Shirley Steinberg, a research professor in the Werklund School of Education, directed The Vagina Monologues for the previous six years before moving this year to being the consultant. Steinberg’s scope for the U of C’s production reveals that the monologues have both changed and stayed the same. 

“The problem is that everything that was said 25 years ago has still not been addressed,” she said. “It’s just not changed… the reality is the gender difference in our world is still pretty much the same as it always has been. There’s this tragic notion of a powerful group of women saying ‘we have got to make a change’.

“It changes every year,” she continued. “There’s been different […] incarnations. We take it upon ourselves to use the original script and certain monologues that will never change, but we do add in a few of our own as part of our work.”

Over the years, different stories have been added, including monologues about domestic abuse, refugee women, specifically Rohingyan women, and trans women. This year a monologue on women’s scent was also added to address the pharmaceutical industry’s obsession with making women smell different. A clothesline of red dresses were also added above the stage to acknowledge Canada’s missing and murdered Indigenous women. The play opened with land acknowledgements and closed with the Strong Women’s song led by Indigenous and Métis women. 

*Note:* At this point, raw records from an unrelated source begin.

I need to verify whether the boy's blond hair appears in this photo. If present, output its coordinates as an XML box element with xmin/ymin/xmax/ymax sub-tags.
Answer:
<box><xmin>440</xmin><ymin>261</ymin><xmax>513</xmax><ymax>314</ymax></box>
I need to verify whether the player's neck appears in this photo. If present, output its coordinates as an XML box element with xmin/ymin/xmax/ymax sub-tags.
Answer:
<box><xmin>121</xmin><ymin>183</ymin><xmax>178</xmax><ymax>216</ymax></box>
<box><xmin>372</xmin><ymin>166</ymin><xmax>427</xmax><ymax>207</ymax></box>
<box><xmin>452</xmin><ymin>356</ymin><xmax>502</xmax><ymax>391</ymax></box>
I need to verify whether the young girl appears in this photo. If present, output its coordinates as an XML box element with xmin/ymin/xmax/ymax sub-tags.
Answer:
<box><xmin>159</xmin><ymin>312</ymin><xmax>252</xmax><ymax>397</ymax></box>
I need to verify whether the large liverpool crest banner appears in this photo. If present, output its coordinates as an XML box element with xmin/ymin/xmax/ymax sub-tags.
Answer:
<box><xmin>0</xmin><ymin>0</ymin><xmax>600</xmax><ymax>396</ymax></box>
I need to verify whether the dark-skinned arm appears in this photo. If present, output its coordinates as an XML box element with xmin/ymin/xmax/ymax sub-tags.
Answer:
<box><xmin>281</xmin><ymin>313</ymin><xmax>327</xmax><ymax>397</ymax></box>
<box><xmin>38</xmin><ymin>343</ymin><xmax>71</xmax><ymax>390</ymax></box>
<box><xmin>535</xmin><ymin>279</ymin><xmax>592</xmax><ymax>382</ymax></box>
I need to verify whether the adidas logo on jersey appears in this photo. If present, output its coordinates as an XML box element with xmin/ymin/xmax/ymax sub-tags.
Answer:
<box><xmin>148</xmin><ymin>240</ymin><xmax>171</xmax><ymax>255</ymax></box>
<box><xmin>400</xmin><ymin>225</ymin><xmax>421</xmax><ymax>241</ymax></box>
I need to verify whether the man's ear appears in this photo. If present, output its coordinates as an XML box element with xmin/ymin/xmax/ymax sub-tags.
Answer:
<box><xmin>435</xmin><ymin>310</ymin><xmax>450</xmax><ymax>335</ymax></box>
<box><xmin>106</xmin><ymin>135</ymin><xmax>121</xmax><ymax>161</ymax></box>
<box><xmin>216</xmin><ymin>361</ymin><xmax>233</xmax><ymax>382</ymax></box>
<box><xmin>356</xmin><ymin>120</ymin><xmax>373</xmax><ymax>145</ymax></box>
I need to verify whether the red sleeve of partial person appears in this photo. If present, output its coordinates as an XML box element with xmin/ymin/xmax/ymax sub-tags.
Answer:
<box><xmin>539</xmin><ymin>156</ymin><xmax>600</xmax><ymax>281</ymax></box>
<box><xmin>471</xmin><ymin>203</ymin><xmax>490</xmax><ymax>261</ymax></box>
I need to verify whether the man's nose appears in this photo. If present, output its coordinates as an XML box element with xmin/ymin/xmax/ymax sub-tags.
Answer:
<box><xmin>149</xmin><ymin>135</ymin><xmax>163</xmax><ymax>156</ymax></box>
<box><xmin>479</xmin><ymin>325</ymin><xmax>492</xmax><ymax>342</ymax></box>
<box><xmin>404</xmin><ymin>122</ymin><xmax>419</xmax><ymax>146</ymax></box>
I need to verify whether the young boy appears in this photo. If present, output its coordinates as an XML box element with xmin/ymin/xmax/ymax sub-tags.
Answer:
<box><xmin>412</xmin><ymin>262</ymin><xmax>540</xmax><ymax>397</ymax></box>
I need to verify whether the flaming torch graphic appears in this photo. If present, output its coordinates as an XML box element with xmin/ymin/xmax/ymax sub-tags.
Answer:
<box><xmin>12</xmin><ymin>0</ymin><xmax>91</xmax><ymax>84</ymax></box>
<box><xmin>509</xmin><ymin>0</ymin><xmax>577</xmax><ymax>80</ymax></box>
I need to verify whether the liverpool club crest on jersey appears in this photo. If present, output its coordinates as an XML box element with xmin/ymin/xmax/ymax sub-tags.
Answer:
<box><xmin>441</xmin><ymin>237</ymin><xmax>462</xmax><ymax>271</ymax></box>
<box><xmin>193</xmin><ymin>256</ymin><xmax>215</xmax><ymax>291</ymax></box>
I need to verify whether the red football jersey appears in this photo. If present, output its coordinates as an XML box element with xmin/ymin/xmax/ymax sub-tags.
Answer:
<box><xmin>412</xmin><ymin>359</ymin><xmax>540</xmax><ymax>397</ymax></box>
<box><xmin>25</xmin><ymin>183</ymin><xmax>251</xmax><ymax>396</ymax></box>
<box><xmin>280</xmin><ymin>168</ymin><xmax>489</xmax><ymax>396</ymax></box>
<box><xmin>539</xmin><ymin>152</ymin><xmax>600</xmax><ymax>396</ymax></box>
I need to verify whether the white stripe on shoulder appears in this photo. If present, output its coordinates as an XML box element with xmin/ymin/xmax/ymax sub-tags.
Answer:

“The show is not sad, it’s not happy, it’s very funny and very potent in the tragic sequences,” Steinberg adds.

She also explained how the diversity of the women involved was phenomenal – diversity is their biggest strength, and “they just create an organism that is so vibrant and genius.” This year was also the smallest cast they have had, just over 20 members, “but they were dynamic and mighty,” she praises.

Program assistant at the Women’s Resource Centre Di Honorio was the stage manager for this year. She first participated in The Vagina Monologues five years ago, and it was how she discovered the Women’s Resource Centre and everything they had to offer. 

Honorio remarked that the women this year were amazing to work with.

“Our cast did well and I’m really proud of everyone,” she says.

Honorio also agrees with Steinberg’s sentiment that the monologues are still relevant. “Five years ago, today, and five years from now…” Honorio continues. “I think these topics that we talk about, their relevance is just… you wonder why things haven’t changed, but then you’re also thankful for the progress that has been made. With plays like The Vagina Monologues, I think if we can start that conversation, continue it and then make a change, that’s what we hope by putting that on. There’s going to be so many stories, but there’s one that will relate to you… we’re putting this show on for a reason, and it’s to raise awareness and make a change.”

The Women’s Resource Centre has many other initiatives and programs beyond putting on The Vagina Monologues each year, including volunteer opportunities, peer support, a Women Guiding Women Mentorship and Leadership Training Program, a library with over 1,700 books, journal articles and magazines and an open, welcoming space on the fourth floor of MacEwan Student Centre, in room 482.